Nantucket official seen slurring words with open White Claws in her car in embarrassing DUI arrest video

A controversial town official in wealthy Nantucket was caught slurring her words with several open cans of White Claw in her car in embarrassing bodycam footage of a DUI arrest.
Planning Director Leslie Woodson Snell’s arrest sparked outrage in the well-heeled Massachusetts island when her contract was still renewed months later, allowing her to keep her $203,000-a-year job.
Now, video shows how Snell, 47, was found glassy-eyed and swaying after crashing a Jeep SUV into a street sign near a restaurant she admits she’d been drinking at in Yarmouth.
The footage starts with a passerby in a Red Sox hoodie standing next to her vehicle, telling reporting officers that the female driver seems confused.
“I don’t know what’s going on with her. She doesn’t really know where she’s at,” he tells the cops.
Yarmouth police officer Samantha Voltolini reports that Snell had “glassy, bloodshot eyes” and “a strong odor of alcoholic beverage emanating from her breath.”
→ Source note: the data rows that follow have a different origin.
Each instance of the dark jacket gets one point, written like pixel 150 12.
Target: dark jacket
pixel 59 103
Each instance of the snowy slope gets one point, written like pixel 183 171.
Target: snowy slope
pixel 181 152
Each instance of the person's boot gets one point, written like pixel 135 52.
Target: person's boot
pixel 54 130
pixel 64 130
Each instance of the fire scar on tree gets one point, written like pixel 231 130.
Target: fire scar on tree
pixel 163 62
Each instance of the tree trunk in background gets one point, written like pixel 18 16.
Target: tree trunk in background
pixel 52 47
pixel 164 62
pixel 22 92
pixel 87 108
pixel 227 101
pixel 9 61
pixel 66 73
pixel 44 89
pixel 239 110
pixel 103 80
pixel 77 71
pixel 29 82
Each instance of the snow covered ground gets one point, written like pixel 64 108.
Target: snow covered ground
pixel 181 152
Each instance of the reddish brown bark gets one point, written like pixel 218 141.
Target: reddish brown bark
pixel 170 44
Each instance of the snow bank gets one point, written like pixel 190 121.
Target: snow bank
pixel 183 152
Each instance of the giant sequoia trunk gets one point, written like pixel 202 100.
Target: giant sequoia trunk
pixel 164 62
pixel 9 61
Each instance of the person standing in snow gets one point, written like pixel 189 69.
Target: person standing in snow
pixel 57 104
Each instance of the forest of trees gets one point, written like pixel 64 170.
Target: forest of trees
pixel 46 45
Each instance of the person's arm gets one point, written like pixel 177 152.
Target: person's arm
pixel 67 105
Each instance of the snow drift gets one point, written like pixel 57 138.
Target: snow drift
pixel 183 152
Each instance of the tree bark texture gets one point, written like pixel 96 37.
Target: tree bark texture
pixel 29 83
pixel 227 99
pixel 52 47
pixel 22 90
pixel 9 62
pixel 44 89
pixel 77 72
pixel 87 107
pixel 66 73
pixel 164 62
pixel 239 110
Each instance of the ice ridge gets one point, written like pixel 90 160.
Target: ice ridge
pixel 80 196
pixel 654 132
“I also observed a moderate odor of alcoholic beverage emanating from the vehicle,” Voltolini wrote in the police report, seen by the Nantucket Current.
Asked how much she had to drink at Giardinos, an adjacent restaurant, Snell slurred as she claimed it had been “just a couple drinks.”
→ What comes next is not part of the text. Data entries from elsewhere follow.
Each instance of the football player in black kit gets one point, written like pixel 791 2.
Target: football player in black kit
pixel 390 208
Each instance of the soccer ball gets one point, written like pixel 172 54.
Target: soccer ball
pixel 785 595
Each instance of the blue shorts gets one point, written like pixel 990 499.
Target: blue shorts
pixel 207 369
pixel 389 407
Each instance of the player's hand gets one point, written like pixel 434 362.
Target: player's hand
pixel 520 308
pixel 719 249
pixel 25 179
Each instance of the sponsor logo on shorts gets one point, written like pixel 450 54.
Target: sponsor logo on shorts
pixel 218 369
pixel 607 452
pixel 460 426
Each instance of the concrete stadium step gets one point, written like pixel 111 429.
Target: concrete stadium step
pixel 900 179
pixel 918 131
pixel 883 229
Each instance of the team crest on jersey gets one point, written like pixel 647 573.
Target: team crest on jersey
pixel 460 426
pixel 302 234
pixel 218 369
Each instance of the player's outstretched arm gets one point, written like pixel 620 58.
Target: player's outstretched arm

Officers found an open bottle of vodka in the backseat, alcohol nips in her purse and several open cans of White Claw in the center console and driver’s seat door.
Asked to “be honest” about how much she had drunk, Snell again insisted she had only a couple — even as she struggled to recall where she lived.
“It was difficult to gain information from Woodson due to her speaking incoherently,” the officer noted in the report.
The planning official also failed multiple field sobriety tests and again refused to take a breathalyzer test once at the precinct.
She was arraigned on April 21, and reached a plea deal a week later, agreeing to forfeit her driver’s license for 45 days, complete a driver alcohol education program and pay $600 in court fees.
“I deeply regret the event that occurred off-island on April 20 while I was attending to a personal commitment,” Snell told the Inquirer and Mirror in June.
“I accept full responsibility for my actions and the matter has been resolved.”
The case sparked outrage, however, when Snell’s contract was renewed in late June despite her arrest, following a unanimous vote from the Nantucket Planning and Economic Development Commission (NP&EDC), where she has worked for the past two decades.
While public officials initially claimed Snell wouldn’t receive a pay rise, her new contract allegedly includes a one-time payment of $7,829 on top of her $195,520 base salary, amounting to a 4% bump, according to the Daily Mail.
Snell’s position was previously the subject of major local controversy when the Massachusetts Attorney General’s Office ruled the NP&EDC had violated the state’s Open Meeting Law during her hiring process, the Nantucket Current reported at the time.
Stephen Butler, a former Nantucket building inspector, alleged that he was threatened with disciplinary action and eventually forced out in 2018 after questioning Snell’s process.
He was replaced with what Butler called a “toady” inspector, he told the Daily Mail.
Butler’s wife, Karla, also accused Snell in an open letter of creating a toxic work environment and interfering with permit decisions.
“The interference, contempt, and attempted manipulation to move permits to the top of [the] pile of people she wanted to appease was constant,” Karla wrote.
Snell has denied the allegations of favoritism and abuse of power, accusing her critics of “personal” attacks in a previous statement to the Nantucket Current.
“It’s part of an ongoing public attack orchestrated by a few people attempting to discredit my professional reputation, as well documented by multiple sources,” she said.
Neither Snell nor the town of Nantucket responded to requests for comment.